Doch, lieber Pleifel, das nehme ich Ihnen übel. Als Sie mein Buch in der Hand hatten, haben Sie zunächst noch zugegeben, daß Sie sich einfach leichtere Kost gewünscht hatten, jetzt stellen Sie sich mit großer Pose hin und behaupten, Sie hätten die Geduld verloren, weil ich mich nicht kurz gefaßt hätte. Was für eine absurde Lüge bei diesem schmalen Büchlein, das ein extremer Extrakt ist! Trotzdem lesbar, will ich meinen, aber nicht für jemanden, der nur so darin „surfen“ will wie zwischen Internetbildchen. Ganz zuerst hatten Sie ja so getan, als hätten Sie es gelesen und haben dann so ein Urteil abgegeben, aus dem zu erkennen war, daß Sie nur am Anfang und vielleicht am Schluß geblättert hatten.

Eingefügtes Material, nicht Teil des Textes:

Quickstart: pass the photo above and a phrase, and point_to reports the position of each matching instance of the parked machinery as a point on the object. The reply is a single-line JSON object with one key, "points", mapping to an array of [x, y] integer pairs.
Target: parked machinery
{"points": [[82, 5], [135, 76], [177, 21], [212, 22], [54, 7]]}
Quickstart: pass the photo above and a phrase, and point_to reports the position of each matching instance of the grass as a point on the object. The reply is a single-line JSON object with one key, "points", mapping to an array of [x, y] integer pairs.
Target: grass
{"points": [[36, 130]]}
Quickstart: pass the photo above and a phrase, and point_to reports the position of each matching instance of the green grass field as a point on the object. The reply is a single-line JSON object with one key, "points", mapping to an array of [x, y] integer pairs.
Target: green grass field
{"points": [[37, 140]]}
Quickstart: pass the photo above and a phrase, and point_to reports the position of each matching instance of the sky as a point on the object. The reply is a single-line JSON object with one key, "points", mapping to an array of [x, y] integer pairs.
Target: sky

Als ich Sie darauf hinwies, sagten Sie, das sei aber bewunderungswert, daß ich das erkannt hätte... Sie wollen sich keine Mühe geben und sind auch nicht redlich – Sie langweilen mich.
Friedliche Revolution ist ein gutes Konzept.
Neues Menschenbild erinnert mich etwas zu sehr an "Die Neue Menschheit: Biopolitische Utopien in Russland zu Beginn des 20. Jahrhunderts".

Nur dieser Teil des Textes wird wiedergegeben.